Furnished vs unfurnished
Furnished units attract a different tenant profile: shorter-stay expats, corporate relocations, and incoming residents who have not yet shipped their belongings. They typically command 15 to 30% more than an equivalent unfurnished unit, depending on the quality of furniture.
The trade-off:
- Higher rent per year, but higher turnover (furnished tenants move on more often) and furniture replacement costs.
- Unfurnished attracts longer-term tenants who bring their own furniture and are less likely to leave after one year. Lower annual rent but lower vacancy rate over a 3 to 5 year horizon.
Most landlords with quality furniture in prime buildings choose furnished for the premium. Owners in family communities (Dubai Hills, Arabian Ranches, Mirdif) often choose unfurnished because families relocating with children prioritise stability over furnished units.
Rent increases at renewal
If your tenant renews, the RERA Rent Calculator determines how much you can increase the rent. The calculation is based on how far your current rent is below the current market rate for comparable units:
| Gap vs. market rate | Maximum increase allowed |
|---|---|
| Within 10% of market | No increase allowed |
| 11 to 20% below market | Up to 5% |
| 21 to 30% below market | Up to 10% |
| 31 to 40% below market | Up to 15% |
| More than 40% below market | Up to 20% |
You must give 90 days written notice before the lease expiry date to apply a rent increase. If you miss the 90-day window, the increase cannot take effect until the following renewal.
The DubaiDirect Pro dashboard sends you a lease expiry alert 90 days before your tenant’s contract ends, so you never miss this window.
Testing and adjusting your price
A correctly priced listing generates tenant enquiries within the first few days. Use this as your signal:
- Many views, few contacts: the price is too high for the market.

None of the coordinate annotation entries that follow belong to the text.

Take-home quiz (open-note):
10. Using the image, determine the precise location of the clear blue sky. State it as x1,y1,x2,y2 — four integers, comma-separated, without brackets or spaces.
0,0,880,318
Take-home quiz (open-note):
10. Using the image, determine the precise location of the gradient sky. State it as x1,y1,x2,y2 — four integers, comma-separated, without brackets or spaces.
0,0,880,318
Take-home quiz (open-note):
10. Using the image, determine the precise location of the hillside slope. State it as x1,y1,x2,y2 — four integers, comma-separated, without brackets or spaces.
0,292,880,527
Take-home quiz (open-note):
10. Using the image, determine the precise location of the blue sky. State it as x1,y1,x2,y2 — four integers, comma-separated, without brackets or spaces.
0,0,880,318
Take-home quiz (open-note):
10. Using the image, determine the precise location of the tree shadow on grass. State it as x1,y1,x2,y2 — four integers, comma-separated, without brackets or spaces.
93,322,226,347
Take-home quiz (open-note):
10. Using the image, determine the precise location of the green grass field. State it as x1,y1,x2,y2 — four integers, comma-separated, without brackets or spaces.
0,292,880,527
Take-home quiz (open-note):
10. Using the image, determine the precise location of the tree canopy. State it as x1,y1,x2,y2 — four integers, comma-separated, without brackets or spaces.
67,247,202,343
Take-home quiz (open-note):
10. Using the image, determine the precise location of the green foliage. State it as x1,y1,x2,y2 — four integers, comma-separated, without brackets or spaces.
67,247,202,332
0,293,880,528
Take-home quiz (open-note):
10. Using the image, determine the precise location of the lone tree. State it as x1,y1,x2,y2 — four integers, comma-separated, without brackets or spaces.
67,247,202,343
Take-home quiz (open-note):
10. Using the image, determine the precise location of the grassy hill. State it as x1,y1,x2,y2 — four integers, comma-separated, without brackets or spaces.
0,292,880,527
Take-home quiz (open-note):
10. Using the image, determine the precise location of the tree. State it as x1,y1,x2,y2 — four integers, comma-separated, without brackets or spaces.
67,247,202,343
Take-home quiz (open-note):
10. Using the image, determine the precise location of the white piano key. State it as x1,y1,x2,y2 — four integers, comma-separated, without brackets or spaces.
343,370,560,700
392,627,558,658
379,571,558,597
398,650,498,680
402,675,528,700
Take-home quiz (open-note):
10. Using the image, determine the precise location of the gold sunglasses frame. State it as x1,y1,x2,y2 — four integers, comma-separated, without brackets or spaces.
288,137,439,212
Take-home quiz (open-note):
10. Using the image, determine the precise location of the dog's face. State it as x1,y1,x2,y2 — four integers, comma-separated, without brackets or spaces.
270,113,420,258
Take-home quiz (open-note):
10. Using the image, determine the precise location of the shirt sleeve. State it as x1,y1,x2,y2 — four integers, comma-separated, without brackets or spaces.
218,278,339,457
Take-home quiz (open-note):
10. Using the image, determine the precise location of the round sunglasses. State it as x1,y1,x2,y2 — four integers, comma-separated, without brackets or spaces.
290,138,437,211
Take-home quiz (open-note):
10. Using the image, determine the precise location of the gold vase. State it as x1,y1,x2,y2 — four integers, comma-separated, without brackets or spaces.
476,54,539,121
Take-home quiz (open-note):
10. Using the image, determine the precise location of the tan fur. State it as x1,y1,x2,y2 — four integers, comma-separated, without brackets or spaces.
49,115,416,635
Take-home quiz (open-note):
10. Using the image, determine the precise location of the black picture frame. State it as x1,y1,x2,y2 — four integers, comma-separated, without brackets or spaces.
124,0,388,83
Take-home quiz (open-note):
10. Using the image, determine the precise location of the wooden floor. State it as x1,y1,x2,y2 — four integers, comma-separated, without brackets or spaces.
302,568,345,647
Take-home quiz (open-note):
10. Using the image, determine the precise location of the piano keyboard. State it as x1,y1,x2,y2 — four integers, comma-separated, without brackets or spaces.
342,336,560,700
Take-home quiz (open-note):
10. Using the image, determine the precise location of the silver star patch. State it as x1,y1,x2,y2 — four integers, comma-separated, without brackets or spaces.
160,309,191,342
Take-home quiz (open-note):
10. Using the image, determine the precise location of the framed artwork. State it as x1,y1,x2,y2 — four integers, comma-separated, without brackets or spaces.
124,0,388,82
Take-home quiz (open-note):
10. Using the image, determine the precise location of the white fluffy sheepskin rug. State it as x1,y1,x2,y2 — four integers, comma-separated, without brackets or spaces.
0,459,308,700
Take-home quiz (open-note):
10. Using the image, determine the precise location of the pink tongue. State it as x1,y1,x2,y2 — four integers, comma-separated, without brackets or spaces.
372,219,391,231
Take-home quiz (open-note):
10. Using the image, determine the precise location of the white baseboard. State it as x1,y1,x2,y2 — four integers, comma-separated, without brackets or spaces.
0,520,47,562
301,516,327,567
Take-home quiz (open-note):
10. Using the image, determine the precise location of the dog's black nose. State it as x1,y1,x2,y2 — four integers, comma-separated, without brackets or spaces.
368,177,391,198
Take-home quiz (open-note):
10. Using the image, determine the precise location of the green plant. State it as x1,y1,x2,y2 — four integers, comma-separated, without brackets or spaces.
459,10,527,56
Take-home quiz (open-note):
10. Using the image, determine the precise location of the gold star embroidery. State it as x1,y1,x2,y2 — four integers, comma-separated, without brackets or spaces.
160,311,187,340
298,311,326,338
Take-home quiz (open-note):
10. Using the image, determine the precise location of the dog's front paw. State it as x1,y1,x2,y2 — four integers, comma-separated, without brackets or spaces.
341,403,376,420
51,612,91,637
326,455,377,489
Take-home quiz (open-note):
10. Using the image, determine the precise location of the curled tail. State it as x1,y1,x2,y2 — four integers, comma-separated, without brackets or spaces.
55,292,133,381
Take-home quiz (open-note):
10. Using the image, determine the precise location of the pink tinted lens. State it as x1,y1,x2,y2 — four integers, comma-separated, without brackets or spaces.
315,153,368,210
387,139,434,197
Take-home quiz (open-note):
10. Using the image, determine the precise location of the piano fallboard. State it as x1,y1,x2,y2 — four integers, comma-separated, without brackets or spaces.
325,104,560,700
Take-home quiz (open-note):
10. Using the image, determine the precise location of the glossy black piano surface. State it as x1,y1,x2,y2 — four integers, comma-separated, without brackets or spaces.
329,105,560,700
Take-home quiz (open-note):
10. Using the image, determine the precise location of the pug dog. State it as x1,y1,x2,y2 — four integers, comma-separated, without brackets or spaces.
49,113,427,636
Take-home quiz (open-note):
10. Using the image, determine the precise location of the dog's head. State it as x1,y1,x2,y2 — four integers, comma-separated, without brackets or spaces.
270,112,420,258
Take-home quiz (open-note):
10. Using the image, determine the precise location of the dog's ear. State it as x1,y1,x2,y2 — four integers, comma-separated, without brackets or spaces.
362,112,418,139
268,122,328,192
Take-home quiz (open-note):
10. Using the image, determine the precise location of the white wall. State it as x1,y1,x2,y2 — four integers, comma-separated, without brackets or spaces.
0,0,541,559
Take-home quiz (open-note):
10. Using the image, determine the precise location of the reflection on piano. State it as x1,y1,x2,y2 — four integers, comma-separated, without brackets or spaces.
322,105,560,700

Reduce by 3 to 5% and observe for another week.
- Many contacts, all dropping off after viewing: the photos are misrepresenting the unit, or there is a condition issue the description should address.
- Few views overall: the listing needs better photos or a more compelling title. Price may be secondary.
- Multiple serious enquiries within 48 hours: the price is likely too low. You can test a modest increase on the next listing cycle.
The DubaiDirect Pro dashboard shows your listing views and contact count alongside a market benchmark for similar units in your community. If your contacts-per-view ratio is below benchmark, it is a pricing signal worth acting on.